The following variables are recognised by the API and worker processes across all deployment modes. Credential variables accept either a direct value (e.g. PROTEA_DB_URL) or a file-path variant (e.g. PROTEA_DB_URL_FILE) for secret-store integration.

Variable

Default

Description

PROTEA_DB_URL

(required)

SQLAlchemy connection URL for postgres. Format: postgresql+psycopg://user:pass@host:5432/db.

PROTEA_AMQP_URL

(required)

AMQP connection URL for RabbitMQ. Format: amqp://user:pass@host:5672/.

PROTEA_ALLOWED_ORIGINS

(none)

Comma-separated list of allowed CORS origins.

PROTEA_STORAGE_BACKEND

local

Storage backend: local (filesystem) or minio.

PROTEA_ANC2VEC_PATH

(none)

Absolute path to the Anc2Vec npz artefact (anc2vec_2020-10.npz). When unset, the API/worker process falls back to the repo-relative artifacts/anc2vec/anc2vec_2020-10.npz (gitignored, so absent on fresh deploy worktrees). On a deploy without the file in either location the process logs the resolution chain and raises FileNotFoundError. See Secrets management runbook (sops + age onboarding) for the resolution order.

PROTEA_OTEL_ENABLED

false

Enable OpenTelemetry distributed tracing. See Observability: OpenTelemetry SDK.

PROTEA_OTEL_ENDPOINT

(none)

OTLP HTTP exporter endpoint. See Observability: OpenTelemetry SDK.

PROTEA_OTEL_SERVICE_NAME

protea-api

OTel service name. See Observability: OpenTelemetry SDK.

PROTEA_OTEL_SAMPLE_RATIO

1.0

OTel head-sampling ratio. See Observability: OpenTelemetry SDK.

Health checks

The API exposes GET /health which returns {"status": "ok"} when the process is running. All deployment modes configure a health check against this endpoint:

curl -s http://localhost:8000/health

Schema migrations

Every deployment mode runs alembic upgrade head before starting the API and workers. In compose modes the migrate service handles this; in Swarm the migrate task runs on every docker stack deploy; in Helm the chart deploys a pre-install Job. Never start the API against an un-migrated schema.

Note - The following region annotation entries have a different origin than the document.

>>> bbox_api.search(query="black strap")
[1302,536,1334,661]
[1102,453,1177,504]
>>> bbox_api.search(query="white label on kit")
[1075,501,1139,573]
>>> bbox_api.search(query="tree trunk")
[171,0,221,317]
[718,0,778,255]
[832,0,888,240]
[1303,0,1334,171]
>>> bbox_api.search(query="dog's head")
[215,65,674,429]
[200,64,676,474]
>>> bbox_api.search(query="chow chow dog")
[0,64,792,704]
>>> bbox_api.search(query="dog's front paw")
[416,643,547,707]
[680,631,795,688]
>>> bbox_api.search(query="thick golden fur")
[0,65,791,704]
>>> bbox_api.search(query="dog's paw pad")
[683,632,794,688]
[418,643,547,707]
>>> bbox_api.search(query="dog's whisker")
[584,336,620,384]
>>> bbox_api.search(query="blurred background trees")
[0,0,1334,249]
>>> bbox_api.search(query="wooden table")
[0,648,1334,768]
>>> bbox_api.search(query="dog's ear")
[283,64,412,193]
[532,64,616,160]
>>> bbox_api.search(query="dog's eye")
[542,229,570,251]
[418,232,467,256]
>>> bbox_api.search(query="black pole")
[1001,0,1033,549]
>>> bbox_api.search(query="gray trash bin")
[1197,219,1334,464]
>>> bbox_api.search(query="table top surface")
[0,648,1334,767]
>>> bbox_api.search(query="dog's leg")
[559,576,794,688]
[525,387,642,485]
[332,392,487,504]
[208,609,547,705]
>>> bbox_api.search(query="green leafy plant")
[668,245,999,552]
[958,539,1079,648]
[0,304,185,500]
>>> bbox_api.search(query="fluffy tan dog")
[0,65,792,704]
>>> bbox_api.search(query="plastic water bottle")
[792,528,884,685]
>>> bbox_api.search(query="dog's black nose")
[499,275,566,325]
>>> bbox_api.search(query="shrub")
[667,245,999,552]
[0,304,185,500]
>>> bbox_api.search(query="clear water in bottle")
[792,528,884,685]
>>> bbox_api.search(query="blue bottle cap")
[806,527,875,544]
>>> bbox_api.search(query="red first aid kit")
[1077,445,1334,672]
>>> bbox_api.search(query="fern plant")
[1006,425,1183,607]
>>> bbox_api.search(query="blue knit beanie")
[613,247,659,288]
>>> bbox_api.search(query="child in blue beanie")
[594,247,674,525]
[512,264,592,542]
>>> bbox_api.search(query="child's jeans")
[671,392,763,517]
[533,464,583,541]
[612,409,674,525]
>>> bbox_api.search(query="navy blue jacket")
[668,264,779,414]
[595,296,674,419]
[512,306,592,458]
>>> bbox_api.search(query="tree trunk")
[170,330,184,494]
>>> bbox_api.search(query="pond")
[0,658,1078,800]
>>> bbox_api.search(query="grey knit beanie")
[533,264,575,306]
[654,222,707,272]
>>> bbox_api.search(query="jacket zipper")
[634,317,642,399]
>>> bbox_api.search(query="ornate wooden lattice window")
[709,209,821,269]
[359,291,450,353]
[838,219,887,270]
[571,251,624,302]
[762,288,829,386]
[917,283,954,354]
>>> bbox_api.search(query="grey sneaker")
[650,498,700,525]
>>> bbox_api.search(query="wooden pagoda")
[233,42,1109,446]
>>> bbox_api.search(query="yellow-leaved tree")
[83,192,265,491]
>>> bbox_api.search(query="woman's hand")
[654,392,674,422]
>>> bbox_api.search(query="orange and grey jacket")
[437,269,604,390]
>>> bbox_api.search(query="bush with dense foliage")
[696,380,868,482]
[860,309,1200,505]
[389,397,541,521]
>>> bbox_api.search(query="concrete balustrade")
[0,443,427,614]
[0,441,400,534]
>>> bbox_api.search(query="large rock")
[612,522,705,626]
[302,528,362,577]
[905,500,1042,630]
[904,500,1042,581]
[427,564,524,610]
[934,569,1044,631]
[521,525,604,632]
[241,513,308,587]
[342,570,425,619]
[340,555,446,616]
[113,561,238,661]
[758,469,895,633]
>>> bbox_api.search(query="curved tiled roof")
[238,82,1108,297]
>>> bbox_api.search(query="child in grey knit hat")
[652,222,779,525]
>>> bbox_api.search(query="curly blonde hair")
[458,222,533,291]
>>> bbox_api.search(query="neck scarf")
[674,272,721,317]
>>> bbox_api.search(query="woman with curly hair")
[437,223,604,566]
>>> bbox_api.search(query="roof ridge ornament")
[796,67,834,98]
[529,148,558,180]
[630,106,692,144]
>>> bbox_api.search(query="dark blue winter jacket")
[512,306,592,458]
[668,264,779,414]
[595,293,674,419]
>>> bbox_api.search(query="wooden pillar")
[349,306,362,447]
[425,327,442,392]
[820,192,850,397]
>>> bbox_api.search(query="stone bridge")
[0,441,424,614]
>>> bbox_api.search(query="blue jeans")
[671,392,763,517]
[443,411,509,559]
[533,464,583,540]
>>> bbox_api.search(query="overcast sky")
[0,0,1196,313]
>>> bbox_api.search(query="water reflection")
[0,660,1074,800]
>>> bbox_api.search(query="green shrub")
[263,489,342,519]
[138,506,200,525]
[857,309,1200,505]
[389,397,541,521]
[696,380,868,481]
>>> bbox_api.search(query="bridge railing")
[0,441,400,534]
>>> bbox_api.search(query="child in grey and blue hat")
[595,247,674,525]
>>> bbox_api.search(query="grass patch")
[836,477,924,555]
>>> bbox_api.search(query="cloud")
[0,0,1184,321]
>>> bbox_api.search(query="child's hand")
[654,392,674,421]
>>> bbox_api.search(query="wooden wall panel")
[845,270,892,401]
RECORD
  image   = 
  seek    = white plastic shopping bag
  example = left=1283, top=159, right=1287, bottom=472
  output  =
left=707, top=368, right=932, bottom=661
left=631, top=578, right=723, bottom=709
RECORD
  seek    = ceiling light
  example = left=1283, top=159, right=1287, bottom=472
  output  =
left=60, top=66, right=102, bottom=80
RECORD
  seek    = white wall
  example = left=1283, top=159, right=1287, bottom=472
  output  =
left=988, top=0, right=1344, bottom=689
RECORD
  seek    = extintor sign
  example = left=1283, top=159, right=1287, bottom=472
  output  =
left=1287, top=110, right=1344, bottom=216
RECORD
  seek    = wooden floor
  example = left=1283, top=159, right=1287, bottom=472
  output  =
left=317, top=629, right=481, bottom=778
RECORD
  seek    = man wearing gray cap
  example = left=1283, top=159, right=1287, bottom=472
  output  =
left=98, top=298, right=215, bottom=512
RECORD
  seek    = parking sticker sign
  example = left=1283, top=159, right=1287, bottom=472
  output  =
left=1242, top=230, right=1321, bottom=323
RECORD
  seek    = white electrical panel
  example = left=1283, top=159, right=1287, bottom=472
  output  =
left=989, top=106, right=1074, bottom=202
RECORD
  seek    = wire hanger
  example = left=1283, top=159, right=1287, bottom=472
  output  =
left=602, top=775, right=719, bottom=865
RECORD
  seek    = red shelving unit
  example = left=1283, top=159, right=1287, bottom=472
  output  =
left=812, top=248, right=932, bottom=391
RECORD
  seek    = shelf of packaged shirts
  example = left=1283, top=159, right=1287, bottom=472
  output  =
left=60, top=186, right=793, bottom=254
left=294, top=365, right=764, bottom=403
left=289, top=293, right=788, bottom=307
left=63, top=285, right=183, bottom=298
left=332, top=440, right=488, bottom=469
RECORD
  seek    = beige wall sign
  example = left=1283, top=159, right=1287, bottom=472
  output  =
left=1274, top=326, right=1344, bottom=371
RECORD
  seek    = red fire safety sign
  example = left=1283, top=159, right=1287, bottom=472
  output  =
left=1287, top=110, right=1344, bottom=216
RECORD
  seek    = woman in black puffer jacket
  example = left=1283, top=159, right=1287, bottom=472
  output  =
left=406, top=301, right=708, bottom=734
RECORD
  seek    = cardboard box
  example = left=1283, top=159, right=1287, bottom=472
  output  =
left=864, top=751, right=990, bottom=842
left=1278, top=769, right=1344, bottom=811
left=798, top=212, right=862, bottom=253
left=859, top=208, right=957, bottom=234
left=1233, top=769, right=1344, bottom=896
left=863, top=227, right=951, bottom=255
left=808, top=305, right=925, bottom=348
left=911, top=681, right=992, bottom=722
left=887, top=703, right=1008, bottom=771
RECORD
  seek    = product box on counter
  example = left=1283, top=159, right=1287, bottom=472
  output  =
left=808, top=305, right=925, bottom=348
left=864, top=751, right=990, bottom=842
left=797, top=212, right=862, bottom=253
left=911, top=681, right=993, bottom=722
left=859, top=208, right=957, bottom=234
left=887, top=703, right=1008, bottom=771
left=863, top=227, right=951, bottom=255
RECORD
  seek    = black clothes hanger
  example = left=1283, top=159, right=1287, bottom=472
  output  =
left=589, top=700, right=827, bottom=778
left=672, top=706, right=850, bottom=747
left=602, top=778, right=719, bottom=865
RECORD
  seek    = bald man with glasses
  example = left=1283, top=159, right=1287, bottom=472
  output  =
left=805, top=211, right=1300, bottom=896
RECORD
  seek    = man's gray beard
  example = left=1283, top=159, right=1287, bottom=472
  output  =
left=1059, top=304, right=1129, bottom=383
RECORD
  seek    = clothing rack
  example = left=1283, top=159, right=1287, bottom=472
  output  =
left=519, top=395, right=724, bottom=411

To run migrations manually:

# dev mode (inside deploy slot)
poetry run alembic upgrade head

# bundle / Swarm / Helm (via a one-off container)
docker run --rm \
  -e PROTEA_DB_URL=postgresql+psycopg://... \
  ghcr.io/frapercan/protea:latest \
  alembic upgrade head

See also

  • deploy/swarm/README.md for Swarm-specific prerequisites and secret rotation.

  • deploy/helm/protea/values.yaml for the full Helm value reference.

  • scripts/deploy.sh (in-file comments) for dev-stack behaviour details.

  • Observability: OpenTelemetry SDK for telemetry environment variables (PROTEA_OTEL_*) that apply across all deployment modes.

  • Ngrok Deploy Recovery if the public demo endpoint becomes unreachable.

  • Disaster Recovery for the postgres dump and restore procedure (drill and real recovery paths).